Québec's literacy movement is rooted in the Quiet Revolution, and in a perception of its limitations — the persistence and even increase of poverty, the failure of opening access to schools to create educational equity, and the difficulty of protecting the French language with a significant portion of the population illiterate. Accordingly, the movement "insists strongly on the social and economic dimensions of the problem and on the failure of a democratization of education based solely on the school system."76 Literacy work in Québec was organized after 1964 both in the adult education services of school boards, and in popular education groups. The school boards (commissions scolaires) operated federally funded upgrading programs, and from the mid-1960s some began work in literacy. The groupes populaires were active in working class and immigrant communities on tenant, health and other issues, and some took up literacy. In the late 1970s, a new wave of popular groups, concentrated in Montréal, began literacy work. Also at this time there was literacy work in the context of immigrant orientation and training.77


75 Premier's Advisory Council on Literacy, Framework for Action, New Brunswick Policy Secretariat, Fredericton, 1991.
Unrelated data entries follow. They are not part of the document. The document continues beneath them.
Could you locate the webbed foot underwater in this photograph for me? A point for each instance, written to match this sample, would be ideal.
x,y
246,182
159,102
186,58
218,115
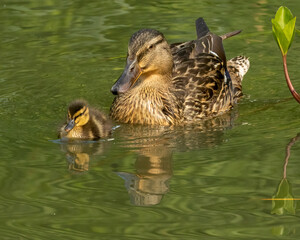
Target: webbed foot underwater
x,y
180,83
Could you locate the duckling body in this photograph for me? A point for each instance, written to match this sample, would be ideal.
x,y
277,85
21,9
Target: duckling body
x,y
85,123
166,84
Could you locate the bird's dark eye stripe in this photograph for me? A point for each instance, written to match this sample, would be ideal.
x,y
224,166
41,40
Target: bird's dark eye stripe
x,y
142,54
80,114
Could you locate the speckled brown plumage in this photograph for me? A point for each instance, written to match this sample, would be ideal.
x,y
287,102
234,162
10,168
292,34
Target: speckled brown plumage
x,y
174,84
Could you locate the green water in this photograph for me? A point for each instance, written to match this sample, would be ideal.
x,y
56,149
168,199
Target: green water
x,y
143,182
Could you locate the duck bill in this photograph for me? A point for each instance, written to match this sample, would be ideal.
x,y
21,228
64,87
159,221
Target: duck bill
x,y
70,125
128,78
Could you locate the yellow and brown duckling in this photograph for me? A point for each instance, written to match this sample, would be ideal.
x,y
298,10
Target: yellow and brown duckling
x,y
166,84
85,123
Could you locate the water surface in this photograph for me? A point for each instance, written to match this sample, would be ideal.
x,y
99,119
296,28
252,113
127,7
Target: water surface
x,y
144,182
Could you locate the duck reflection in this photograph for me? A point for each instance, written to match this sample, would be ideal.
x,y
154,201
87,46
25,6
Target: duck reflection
x,y
78,153
155,145
283,200
150,182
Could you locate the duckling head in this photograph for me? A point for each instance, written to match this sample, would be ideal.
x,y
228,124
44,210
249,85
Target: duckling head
x,y
148,54
78,114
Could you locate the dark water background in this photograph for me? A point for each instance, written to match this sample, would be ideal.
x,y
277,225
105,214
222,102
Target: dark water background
x,y
202,182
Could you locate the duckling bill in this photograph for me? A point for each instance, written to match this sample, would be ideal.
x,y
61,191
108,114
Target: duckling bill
x,y
85,122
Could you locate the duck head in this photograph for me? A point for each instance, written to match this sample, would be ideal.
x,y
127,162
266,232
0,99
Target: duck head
x,y
148,54
78,114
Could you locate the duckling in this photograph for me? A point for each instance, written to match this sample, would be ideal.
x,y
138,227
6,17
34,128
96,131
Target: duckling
x,y
166,84
85,122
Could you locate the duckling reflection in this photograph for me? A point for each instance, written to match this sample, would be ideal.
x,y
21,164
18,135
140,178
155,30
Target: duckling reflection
x,y
78,153
150,182
283,200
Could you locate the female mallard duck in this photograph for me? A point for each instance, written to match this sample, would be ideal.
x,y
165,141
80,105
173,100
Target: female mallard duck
x,y
166,84
85,122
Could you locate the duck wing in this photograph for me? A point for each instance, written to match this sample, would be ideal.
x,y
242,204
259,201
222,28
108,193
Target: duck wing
x,y
200,86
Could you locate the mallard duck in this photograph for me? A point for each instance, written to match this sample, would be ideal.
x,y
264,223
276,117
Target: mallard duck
x,y
166,84
85,122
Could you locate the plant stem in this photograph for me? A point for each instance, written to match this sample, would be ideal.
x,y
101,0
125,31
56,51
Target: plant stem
x,y
288,80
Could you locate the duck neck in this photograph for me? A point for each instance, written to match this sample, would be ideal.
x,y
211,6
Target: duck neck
x,y
156,81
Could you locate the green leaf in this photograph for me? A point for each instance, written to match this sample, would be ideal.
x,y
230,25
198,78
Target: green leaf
x,y
283,16
283,199
283,26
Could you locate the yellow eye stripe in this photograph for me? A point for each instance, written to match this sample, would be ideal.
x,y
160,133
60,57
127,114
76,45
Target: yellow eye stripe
x,y
80,112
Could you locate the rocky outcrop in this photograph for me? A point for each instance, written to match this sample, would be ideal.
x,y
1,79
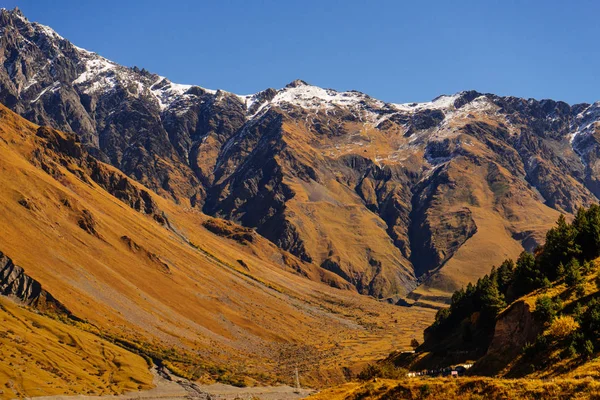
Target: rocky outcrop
x,y
64,149
515,327
15,283
272,161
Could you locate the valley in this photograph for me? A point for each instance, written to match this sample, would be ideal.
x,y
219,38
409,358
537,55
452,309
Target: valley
x,y
154,232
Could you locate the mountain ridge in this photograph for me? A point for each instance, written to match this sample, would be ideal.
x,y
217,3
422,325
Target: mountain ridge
x,y
344,181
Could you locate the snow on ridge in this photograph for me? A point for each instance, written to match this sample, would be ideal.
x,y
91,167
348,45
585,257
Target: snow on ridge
x,y
309,96
47,30
439,103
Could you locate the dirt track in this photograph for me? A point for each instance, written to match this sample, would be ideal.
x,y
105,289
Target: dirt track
x,y
171,387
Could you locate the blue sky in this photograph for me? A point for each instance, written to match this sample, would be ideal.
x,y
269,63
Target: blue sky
x,y
393,50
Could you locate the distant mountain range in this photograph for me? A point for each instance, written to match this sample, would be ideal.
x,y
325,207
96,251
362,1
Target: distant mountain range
x,y
405,202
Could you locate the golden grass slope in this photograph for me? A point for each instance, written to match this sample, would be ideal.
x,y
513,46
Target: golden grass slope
x,y
464,388
207,306
41,356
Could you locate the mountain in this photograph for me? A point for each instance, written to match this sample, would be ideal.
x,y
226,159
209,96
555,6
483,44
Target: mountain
x,y
535,320
384,196
96,259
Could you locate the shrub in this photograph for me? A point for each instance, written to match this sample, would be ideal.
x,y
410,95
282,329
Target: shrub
x,y
573,275
563,327
546,308
381,370
588,349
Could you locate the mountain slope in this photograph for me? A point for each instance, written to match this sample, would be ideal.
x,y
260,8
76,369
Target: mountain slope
x,y
42,357
383,195
211,298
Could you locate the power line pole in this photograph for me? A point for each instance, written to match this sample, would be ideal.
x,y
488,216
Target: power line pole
x,y
297,380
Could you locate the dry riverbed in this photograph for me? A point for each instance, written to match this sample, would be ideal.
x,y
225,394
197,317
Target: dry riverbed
x,y
168,386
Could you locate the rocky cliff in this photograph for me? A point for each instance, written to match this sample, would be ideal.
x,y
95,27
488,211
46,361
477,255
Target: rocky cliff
x,y
384,195
15,283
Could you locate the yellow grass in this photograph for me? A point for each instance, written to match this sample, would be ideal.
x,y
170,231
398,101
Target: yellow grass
x,y
464,388
207,306
41,356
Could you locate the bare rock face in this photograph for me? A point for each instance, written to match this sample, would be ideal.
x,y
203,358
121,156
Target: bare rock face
x,y
515,327
384,195
14,282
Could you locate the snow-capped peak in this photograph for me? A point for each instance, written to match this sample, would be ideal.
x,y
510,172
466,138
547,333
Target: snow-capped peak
x,y
442,102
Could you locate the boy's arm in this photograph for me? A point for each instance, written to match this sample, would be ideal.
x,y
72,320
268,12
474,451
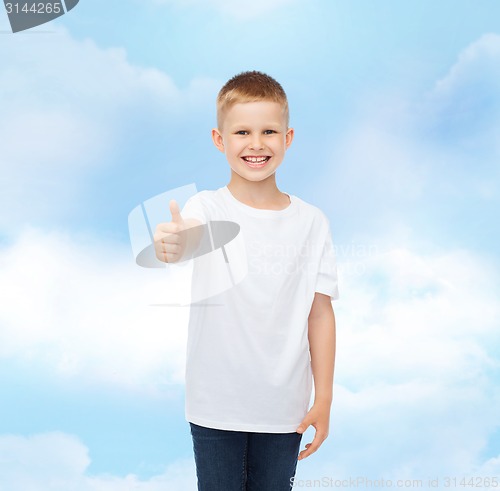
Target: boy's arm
x,y
321,335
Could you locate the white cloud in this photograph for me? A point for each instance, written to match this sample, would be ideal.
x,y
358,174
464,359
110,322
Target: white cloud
x,y
59,462
464,106
416,362
69,107
82,308
236,9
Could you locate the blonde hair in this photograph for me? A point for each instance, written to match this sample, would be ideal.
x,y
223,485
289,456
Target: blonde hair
x,y
250,86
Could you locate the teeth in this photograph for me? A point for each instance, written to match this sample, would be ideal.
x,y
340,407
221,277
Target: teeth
x,y
255,159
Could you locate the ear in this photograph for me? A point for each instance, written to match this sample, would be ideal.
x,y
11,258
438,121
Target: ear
x,y
217,139
289,137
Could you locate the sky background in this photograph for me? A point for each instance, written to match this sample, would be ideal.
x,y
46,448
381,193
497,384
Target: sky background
x,y
396,111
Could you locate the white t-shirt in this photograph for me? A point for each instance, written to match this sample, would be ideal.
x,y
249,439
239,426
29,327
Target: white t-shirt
x,y
248,363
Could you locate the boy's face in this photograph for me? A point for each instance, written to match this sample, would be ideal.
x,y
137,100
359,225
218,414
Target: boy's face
x,y
254,138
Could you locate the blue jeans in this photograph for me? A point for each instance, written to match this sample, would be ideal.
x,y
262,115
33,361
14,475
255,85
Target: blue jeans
x,y
229,460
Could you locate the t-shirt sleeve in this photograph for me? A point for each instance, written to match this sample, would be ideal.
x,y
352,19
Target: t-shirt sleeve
x,y
193,208
327,279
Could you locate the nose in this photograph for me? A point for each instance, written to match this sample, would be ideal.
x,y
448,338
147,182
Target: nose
x,y
256,143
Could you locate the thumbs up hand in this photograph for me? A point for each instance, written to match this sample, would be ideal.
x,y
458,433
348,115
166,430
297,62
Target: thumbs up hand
x,y
169,240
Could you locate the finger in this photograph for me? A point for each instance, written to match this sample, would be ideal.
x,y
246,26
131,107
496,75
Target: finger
x,y
311,447
174,210
302,427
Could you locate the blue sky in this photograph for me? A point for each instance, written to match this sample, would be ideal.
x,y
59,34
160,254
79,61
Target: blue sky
x,y
396,109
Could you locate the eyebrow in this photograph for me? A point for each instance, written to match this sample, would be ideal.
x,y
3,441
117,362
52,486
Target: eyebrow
x,y
267,125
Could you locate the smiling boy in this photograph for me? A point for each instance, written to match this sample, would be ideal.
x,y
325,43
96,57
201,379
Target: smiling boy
x,y
253,354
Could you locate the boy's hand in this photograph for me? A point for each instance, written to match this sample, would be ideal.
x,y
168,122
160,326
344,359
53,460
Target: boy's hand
x,y
169,243
319,417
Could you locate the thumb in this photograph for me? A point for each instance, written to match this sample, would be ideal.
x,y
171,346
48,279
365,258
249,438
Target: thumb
x,y
176,214
302,427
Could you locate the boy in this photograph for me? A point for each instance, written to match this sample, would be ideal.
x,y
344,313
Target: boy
x,y
248,369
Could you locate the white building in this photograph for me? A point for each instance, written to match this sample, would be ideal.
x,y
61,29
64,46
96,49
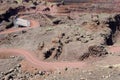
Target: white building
x,y
21,22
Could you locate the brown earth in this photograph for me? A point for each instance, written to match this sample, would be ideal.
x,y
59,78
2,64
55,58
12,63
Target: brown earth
x,y
62,43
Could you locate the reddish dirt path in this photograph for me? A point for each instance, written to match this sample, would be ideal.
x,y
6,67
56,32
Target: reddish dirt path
x,y
41,64
33,25
114,49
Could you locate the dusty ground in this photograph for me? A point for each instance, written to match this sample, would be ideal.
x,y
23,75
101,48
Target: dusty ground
x,y
62,42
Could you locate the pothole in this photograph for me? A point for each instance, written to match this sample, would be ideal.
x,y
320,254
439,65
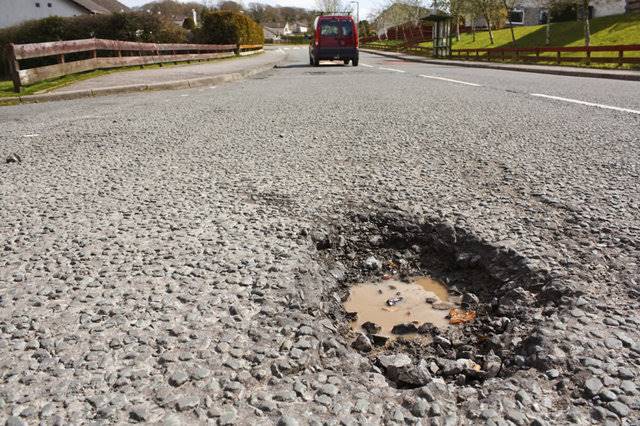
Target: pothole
x,y
506,293
392,307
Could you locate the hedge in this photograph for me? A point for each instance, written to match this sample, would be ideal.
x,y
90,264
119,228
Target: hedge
x,y
228,28
138,26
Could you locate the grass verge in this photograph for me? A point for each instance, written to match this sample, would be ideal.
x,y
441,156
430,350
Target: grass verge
x,y
6,87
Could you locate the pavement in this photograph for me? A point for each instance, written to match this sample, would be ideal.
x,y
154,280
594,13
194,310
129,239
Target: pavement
x,y
175,73
165,78
180,257
541,69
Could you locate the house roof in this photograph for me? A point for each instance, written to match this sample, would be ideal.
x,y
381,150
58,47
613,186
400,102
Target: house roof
x,y
102,6
274,25
112,5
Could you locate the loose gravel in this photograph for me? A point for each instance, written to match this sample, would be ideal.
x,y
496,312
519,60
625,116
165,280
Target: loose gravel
x,y
182,259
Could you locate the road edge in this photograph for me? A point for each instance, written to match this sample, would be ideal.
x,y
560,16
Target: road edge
x,y
578,72
167,85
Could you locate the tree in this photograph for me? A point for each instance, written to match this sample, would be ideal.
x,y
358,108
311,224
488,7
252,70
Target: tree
x,y
171,8
230,6
188,23
490,11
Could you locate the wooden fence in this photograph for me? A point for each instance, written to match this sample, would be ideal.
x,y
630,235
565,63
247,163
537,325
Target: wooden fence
x,y
553,54
403,32
92,54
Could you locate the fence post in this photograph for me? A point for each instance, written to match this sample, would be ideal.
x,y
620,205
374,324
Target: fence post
x,y
14,68
620,57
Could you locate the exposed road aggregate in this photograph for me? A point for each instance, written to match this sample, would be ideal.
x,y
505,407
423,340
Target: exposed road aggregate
x,y
180,257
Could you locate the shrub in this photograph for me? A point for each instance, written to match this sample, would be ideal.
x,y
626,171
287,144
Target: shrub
x,y
143,27
188,23
228,28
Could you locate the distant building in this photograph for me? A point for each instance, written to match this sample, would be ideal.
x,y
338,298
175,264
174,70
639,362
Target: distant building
x,y
299,28
274,30
633,6
17,11
535,12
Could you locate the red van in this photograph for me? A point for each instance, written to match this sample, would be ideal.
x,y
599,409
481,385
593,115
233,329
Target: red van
x,y
335,38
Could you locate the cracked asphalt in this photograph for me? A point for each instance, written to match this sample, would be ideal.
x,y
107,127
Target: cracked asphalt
x,y
157,262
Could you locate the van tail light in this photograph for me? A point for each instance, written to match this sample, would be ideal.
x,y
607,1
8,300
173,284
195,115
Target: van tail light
x,y
356,35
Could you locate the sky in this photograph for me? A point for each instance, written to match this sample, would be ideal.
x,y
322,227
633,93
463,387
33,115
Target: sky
x,y
366,6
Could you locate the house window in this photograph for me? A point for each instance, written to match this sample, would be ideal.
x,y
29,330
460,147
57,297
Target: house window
x,y
516,16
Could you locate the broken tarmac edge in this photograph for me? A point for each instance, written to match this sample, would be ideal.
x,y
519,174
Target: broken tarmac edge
x,y
550,69
114,90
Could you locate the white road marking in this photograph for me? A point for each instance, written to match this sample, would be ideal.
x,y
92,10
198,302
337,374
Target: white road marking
x,y
575,101
391,69
450,80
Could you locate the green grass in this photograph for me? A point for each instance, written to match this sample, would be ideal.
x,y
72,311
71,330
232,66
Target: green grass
x,y
6,87
608,30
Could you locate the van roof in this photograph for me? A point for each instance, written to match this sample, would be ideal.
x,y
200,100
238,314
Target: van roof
x,y
335,17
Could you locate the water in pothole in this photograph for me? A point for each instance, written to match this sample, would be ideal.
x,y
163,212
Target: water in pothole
x,y
403,305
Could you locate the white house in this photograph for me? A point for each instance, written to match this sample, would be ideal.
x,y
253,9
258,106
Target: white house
x,y
13,12
534,12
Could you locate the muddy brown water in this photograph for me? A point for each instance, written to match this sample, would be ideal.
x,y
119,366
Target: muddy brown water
x,y
422,301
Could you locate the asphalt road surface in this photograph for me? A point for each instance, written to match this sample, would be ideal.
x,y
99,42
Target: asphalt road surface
x,y
169,257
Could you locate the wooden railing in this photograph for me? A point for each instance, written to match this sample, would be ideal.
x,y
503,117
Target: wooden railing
x,y
541,54
408,46
92,54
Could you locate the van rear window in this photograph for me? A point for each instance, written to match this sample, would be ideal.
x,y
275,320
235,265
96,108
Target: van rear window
x,y
347,28
329,28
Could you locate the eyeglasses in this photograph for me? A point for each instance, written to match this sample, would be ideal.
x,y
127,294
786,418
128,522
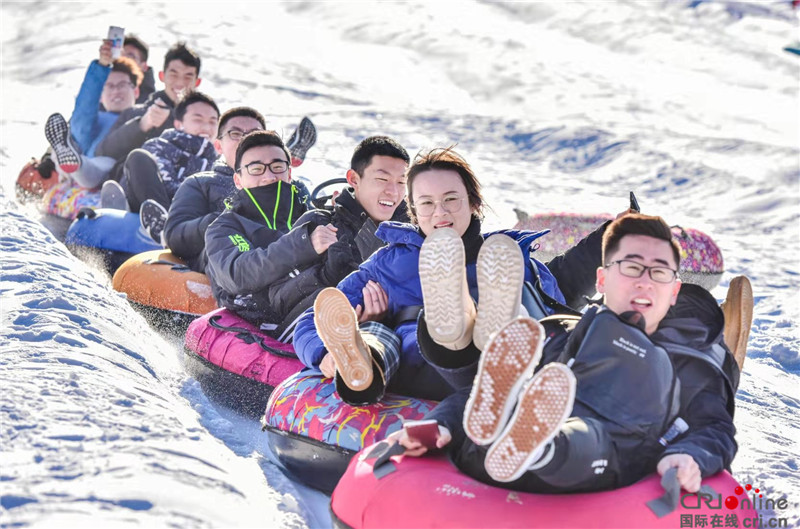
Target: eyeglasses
x,y
122,85
659,274
450,204
236,134
259,168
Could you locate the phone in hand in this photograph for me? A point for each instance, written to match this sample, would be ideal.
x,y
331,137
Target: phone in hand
x,y
634,203
425,432
117,37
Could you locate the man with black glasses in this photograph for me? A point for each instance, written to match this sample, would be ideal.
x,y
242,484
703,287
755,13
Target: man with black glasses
x,y
256,243
644,383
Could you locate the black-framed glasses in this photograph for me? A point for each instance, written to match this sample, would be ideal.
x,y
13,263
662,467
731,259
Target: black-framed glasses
x,y
122,85
426,206
659,274
235,134
259,168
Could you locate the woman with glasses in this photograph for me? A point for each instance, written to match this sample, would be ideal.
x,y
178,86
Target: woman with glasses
x,y
368,333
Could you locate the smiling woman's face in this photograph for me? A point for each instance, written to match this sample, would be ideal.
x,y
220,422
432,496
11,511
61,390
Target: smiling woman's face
x,y
445,189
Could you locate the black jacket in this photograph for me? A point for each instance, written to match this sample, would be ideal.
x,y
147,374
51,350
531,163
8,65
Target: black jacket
x,y
250,247
708,376
200,199
126,135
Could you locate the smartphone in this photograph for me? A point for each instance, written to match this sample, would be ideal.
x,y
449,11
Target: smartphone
x,y
425,432
634,203
117,37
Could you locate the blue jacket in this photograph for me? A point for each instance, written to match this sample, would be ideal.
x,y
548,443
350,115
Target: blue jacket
x,y
396,268
180,155
89,125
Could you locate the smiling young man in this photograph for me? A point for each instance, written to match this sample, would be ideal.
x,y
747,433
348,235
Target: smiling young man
x,y
153,173
258,244
589,426
110,83
145,121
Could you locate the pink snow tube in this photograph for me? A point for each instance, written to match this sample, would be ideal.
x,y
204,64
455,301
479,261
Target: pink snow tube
x,y
244,351
701,258
431,492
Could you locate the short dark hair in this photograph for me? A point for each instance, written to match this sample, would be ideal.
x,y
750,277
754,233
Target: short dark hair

76 Andrée Boucher, En toutes lettres et en français: L'analphabétisme et l'alphabétisation des francophones au Canada, Montréal, Institut canadien d'éducation des adultes, 1989, 63.
77 Québec literacy work at this time is characterized by Serge Wagner, "Pour une alphabétisation populaire," in Dix éléments-clés pour une démocratisation de l'éducation des adultes, Montréal, Institut canadien d'éducation des adultes, 1980.